This invention relates generally to container lids, and to methods for forming them and applying them to containers.
Virtually all plastic lids, whether used to cover plastic containers such as margarine tubs or as "overlids" for resealing opened metal containers such as coffee cans, are applied to containers with automatic applicator machines that utilize a rotating rod mechanism to automatically feed the lids along a path. This mechanism consists of a pair of substantially horizontally oriented and substantially parallel rotating rods between which the lids sit on edge. To aid the advancement of the lids with gravity, the rods may be tilted or angled when viewed in side elevation. Also, the rods may deviate from true parallel by diverging or spreading apart in the direction of lid travel. This rotating rod mechanism is also used to transport lids in manufacturing and printing operations.
Previous lids have a preferential tendency to move along the rods in the direction of the bottom of the lid. This is due to the slightly tapered edge or skirt surrounding the perimeter of the lid. Although the mold in which the lid is formed has straight side walls, the skirt "toes in" or becomes narrower the farther it is from the top of the lid, due to the tendency of the skirt to shrink upon cooling to a greater degree at the bottom of the skirt than at the top. The bottom end of the skirt has a large bead protruding internally, which snaps into engagement over a rim on the top of the container to be covered. The difference in shrinkage rates along the skirt results from the variation in thickness of the skirt due to the bead. The lids advance along the rods in the narrowing direction of the taper, regardless of the rotational direction of the rods.
For specialized applications, lids have been produced with a taper which will cause them to walk along the rods in the opposite direction, i.e., towards the top of the lid. This was accomplished by including an external ridge around the bottom of the skirt, which compensated for the taper due to shrinkage, and created a taper in the opposite direction. Thus, the outside diameter of the lid would vary from largest at the bottom of the skirt to smallest at the top of the skirt. These ridged lids are useful only in relatively few circumstances where the machinery is adapted for the lid to advance top-side-forward.
In contrast, shrinkage tapered lids have become widely accepted within the industry and are necessary for the operation of lid applicator machines designed on the assumption that the lids will feed along the rods bottom-side-forward. However, as the thicknesses and lengths of the skirts have become smaller to save material, it has become increasingly difficult to get a consistent taper or toe-in using the shrinkage technique. As a result, shrinkage tapered lids do not feed uniformly on the rotating rods. Some lids feed more slowly than others, creating gaps in the advancing stack of lids on the rods. This decreases the pressure on the lids at the end of the rods which feeds the lids into the applicator. This translates into a lid application rate of at most, 150 containers per minute, despite some applicator's designed capacity of 400 containers per minute.

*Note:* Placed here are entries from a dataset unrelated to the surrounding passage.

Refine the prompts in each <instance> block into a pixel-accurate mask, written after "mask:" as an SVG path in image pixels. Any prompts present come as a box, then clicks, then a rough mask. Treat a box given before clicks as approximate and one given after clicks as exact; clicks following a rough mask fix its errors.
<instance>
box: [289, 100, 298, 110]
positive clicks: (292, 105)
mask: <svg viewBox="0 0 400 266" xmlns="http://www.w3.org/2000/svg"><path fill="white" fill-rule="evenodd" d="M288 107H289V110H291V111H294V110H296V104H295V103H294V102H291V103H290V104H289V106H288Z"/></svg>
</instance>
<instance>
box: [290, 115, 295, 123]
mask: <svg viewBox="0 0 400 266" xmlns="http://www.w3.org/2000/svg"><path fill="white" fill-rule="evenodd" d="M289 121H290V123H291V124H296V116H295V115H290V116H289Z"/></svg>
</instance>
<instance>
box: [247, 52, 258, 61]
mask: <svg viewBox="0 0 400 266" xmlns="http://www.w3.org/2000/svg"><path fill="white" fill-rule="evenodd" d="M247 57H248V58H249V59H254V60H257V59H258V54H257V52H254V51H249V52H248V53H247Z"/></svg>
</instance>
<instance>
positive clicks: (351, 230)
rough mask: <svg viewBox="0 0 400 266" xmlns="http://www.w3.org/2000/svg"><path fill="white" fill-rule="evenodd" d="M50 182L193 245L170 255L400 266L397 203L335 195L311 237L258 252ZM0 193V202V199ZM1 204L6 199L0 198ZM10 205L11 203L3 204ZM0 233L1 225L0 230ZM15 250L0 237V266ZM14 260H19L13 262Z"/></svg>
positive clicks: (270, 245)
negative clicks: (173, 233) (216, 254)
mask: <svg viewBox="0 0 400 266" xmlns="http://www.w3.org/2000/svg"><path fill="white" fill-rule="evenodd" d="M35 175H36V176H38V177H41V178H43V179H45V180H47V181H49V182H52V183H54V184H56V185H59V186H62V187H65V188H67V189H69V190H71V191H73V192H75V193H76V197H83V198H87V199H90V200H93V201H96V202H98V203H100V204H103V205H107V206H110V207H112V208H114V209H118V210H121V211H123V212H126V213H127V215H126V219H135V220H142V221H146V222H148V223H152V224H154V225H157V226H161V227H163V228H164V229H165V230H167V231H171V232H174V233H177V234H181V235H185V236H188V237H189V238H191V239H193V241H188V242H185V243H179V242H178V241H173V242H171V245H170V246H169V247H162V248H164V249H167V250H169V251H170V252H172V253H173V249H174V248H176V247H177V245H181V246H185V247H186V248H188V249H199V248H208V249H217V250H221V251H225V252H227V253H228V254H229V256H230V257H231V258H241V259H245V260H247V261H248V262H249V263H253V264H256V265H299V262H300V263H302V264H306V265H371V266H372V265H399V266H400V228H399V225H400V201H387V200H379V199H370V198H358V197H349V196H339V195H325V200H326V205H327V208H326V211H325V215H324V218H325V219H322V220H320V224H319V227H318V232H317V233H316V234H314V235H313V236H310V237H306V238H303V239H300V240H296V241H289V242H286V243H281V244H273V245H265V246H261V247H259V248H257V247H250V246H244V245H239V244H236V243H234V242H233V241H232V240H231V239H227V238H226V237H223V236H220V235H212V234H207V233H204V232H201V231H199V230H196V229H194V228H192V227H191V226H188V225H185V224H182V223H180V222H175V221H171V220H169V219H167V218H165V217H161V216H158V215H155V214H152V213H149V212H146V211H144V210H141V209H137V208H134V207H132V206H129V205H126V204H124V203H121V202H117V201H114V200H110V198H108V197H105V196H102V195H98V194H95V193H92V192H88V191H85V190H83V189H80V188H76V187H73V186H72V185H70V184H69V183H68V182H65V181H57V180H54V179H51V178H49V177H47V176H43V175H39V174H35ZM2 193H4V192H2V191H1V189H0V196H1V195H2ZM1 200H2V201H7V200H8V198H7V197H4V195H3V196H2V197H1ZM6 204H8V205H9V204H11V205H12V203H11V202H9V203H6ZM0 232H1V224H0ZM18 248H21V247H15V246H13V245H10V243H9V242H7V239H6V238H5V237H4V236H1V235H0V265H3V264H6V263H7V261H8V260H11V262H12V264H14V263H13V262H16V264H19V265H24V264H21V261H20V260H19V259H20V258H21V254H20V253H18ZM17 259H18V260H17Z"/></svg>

This low rate of lid application requires either investment in more applicator machines or results in congestion or a backlog at the lid application stage of the capping process. Additionally, inconsistencies in the movement of the lid supply on the rods requires manual intervention in an otherwise automatic process, and may result in uncapped containers being automatically processed in the subsequent packaging operations.
Previous attempts at fabricating a lid with a consistently tapered skirt have been unsuccessful. Typically, plastic lids are injection molded in a two-piece mold comprised of a mold cavity which forms the outer, top surface of the lid, and a removable mold insert which forms the inner, bottom surface of the lid. If the skirt were to be significantly tapered, or narrowed towards the bottom, by forming a mold cavity and insert with inwardly sloped or "reversely-tapered" side walls, it would be impossible to remove the mold insert or the lid from the mold cavity since the mold insert and lid would effectively be dove-tailed within the mold cavity.
One solution is to use a split or two-piece mold cavity, however this increases the cost of the mold itself and slows the molding process to a degree which makes the lid prohibitively expensive to produce. Even if the lid could be removed from a one-piece mold cavity with walls angled for a reverse taper, there is a limit to the amount of taper which can be created, since as the inside diameter of the skirt narrows due to the taper, it becomes more difficult to fit the lid over the container.
Thus, a need exists for an inexpensively manufactured container lid which is able to consistently move bottom-side-forward along a pair of spinning rods.